Landmark pension proposals will protect savers from scams and help tackle climate change
The world leading Pension Schemes Bill will be debated in the House of Commons today (Wednesday 7 October 2020).
We outline how it will revolutionise the UK pensions landscape – building a safer, better and greener system. These landmark proposals - from dashboards, scam protection, improved governance, to delivering sustainable investment - offer a once in a generation opportunity to usher in changes that will benefit this country for decades to come.
Behind the scenes, we’ve worked tirelessly to introduce measures that will advance the Government’s goal of ensuring that savers are provided with the necessary support and tools they need to make informed choices about their financial futures.
Key to this is the introduction of pension dashboards –which brings pensions into the digital age by giving people clear information about all of their pensions in one place for the first time.
Everyone deserves to enjoy the retirement they have spent their working lives planning towards. That is why we have outlined provisions to protect against callous scams intended to rob savers of their hard-earned retirement savings.
The Bill will also introduce a legislative framework for collective defined contribution schemes, or CDCs, a new type of pension scheme which spreads the investment risk allowing for greater returns to members and improves schemes’ sustainability for employers.
In addition, we’re consulting on whether to mandate for pension schemes to adopt and report against the recommendations of the Task Force on Climate-related Financial Disclosures (TCFD).
This will ensure occupational pension schemes take climate change into account as both a risk and an opportunity, and compel trustees to disclose how they have done so to their members, and the public.

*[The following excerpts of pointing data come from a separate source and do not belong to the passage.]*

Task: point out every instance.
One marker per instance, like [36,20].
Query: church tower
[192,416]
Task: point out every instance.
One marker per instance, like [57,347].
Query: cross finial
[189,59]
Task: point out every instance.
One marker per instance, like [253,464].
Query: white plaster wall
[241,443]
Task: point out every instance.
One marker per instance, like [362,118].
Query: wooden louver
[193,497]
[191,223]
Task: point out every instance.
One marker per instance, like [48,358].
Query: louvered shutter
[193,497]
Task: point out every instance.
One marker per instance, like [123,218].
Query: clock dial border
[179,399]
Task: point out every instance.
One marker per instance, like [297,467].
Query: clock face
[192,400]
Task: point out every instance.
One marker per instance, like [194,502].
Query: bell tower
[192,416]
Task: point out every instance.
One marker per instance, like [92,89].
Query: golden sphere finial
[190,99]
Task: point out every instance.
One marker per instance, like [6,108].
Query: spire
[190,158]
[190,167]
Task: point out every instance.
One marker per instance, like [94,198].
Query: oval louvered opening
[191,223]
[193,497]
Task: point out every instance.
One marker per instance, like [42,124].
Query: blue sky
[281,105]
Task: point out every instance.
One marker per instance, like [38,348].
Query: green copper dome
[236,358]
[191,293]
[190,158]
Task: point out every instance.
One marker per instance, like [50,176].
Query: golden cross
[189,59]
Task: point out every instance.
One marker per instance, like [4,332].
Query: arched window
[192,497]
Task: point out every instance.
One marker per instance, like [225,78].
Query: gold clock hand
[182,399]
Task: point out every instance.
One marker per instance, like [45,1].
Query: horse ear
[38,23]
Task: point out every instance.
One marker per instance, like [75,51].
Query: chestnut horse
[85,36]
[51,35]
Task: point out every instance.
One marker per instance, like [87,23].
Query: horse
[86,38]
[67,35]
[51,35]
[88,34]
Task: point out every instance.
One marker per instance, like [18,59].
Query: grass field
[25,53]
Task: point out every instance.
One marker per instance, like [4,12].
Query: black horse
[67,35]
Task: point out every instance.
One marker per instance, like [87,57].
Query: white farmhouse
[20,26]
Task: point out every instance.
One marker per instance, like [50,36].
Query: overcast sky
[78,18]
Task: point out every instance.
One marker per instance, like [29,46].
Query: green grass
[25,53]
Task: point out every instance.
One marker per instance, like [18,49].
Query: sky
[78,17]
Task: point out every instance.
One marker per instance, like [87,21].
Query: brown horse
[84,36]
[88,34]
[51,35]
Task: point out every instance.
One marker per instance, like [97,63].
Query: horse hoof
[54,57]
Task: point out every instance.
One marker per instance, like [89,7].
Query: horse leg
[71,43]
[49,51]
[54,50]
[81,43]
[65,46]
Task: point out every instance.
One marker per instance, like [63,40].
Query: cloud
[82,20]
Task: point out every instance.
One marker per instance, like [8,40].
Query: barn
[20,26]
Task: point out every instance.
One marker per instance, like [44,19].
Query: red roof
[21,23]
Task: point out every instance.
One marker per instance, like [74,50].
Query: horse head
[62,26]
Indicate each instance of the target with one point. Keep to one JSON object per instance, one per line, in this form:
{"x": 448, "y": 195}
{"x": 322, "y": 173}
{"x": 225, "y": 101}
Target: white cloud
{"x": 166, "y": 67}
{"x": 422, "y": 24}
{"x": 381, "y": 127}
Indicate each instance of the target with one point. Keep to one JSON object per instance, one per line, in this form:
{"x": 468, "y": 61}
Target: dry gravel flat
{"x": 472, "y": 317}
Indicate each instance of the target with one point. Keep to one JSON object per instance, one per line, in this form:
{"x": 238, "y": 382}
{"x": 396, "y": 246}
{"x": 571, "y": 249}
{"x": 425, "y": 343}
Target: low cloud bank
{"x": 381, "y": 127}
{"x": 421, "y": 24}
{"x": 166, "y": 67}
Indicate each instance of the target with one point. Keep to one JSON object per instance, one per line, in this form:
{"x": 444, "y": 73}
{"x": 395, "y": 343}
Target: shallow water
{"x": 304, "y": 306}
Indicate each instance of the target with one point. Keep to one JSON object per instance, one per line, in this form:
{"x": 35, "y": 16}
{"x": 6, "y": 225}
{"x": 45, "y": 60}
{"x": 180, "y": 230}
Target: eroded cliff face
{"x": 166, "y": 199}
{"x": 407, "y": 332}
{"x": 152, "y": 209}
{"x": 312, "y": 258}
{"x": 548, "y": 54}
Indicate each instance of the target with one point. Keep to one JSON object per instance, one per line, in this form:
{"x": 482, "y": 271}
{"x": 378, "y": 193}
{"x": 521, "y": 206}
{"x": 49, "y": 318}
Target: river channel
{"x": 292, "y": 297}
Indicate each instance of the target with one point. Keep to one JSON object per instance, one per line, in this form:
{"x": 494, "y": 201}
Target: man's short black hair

Recent Government amendments to the Bill take this further. They add a requirement for schemes to take the Government’s net zero targets into account, as well as the Paris Agreement goals of limiting the rise of average global temperatures, for the purposes of managing their own climate risk.
Coupled with our ongoing work on “illiquid” investments, these climate measures will enable us to mitigate against the dangers of climate change while also grasping the opportunities available as we transition to net-zero.
Finally, the Bill will extend the Pensions Regulator’s sanctions regime - introducing the power to issue civil penalties of up to £1 million and three new criminal offences, including a new sentence of up to seven years in prison for bosses who run pension schemes into the ground or plunder them to line their own pockets.
The powers enacted by the Bill are wide-ranging and will tangibly improve our pension system by making it safer, better and greener. I welcome the opportunity today to discuss them with my fellow MPs.